Source:solarquarter
Europe’s Power Purchase Agreement (PPA) market has recorded a steep decline this year, with the number of deals falling by 60% and contracted capacity dropping by 40% compared to the same period in 2024. The slowdown comes despite Europe’s urgent need to electrify its economy and expand renewable energy to strengthen energy security and industrial competitiveness.
Grid, Permitting, and Market Barriers Stall Growth
Industry experts say the decline is driven by multiple structural obstacles:
Grid limitations: Transmission and storage infrastructure is not expanding fast enough. Lengthy grid permitting processes have delayed connections for hundreds of gigawatts of renewable projects.

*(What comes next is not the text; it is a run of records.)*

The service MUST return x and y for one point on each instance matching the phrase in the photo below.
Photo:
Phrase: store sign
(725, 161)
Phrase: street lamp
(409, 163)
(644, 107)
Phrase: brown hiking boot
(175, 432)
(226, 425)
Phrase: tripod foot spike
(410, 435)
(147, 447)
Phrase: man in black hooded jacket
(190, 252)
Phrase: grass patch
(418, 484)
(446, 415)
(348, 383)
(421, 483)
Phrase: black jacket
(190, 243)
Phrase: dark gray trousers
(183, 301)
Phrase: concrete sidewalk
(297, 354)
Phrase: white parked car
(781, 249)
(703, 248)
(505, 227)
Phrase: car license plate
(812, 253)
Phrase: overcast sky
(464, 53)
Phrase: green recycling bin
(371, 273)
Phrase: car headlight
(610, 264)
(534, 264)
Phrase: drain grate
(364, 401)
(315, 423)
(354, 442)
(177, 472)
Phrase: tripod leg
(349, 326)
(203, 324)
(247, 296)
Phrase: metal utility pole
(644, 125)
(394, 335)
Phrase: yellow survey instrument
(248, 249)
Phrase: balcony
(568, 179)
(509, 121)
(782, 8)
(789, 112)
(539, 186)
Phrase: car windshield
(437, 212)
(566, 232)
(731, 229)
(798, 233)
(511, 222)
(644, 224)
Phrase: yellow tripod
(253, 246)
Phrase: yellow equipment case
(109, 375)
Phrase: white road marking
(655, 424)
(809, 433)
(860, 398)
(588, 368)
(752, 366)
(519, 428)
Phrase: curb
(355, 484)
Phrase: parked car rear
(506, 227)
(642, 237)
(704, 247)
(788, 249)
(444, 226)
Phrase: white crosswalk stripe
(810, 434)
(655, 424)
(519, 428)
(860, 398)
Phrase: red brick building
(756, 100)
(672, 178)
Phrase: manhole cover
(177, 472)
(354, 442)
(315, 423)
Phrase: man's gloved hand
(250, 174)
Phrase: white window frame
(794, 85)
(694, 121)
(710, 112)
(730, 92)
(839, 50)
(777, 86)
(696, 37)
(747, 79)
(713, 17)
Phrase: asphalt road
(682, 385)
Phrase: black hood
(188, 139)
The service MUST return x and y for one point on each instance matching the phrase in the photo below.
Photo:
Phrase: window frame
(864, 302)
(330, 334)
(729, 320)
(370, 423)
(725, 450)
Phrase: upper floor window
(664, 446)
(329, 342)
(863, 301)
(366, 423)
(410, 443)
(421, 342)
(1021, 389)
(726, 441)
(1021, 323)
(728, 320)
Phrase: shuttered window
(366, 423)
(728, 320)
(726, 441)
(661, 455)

Slow renewable permitting: Twenty-six EU member states are currently in violation of EU rules under the Renewable Energy Directive for not applying fast-track permitting procedures.
Stagnating electrification: Electrification of key sectors, considered the most efficient route to decarbonisation, is progressing too slowly across the continent.
Negative power prices: Rising hours of negative electricity prices have made PPA negotiations more complex and highlight the need for short-term energy storage solutions.
PPAs Remain Critical for Decarbonisation and Industry
PPAs are a key pillar of the EU’s Clean Industrial Deal, providing price certainty to industries while enabling financing for new solar and wind projects. Without strong PPA uptake, analysts warn Europe risks losing industrial competitiveness and missing climate targets.
EU Steps In with Policy and Financial Support
To revive market momentum, the European Commission and financial institutions have announced new measures:
Updated State Aid Rules: Under the Clean Industrial Solutions Aid Framework (CISAF), national governments can provide temporary electricity price relief to energy-intensive sectors that invest in renewables, storage, or direct electrification through PPAs.
EIB’s €500 Million Pilot Scheme: The European Investment Bank is launching a support programme for corporate PPAs, focusing on mid-sized companies.
Tripartite Contract Model: The European Commission is considering contracts where governments act as third-party guarantors for offshore wind and hybrid solar-plus-storage projects, reducing risk for both developers and buyers.
Despite the current slowdown, industry stakeholders stress that PPAs remain essential to Europe’s clean energy future, and swift action on grids, permitting, and electrification will be crucial to restore investor confidence.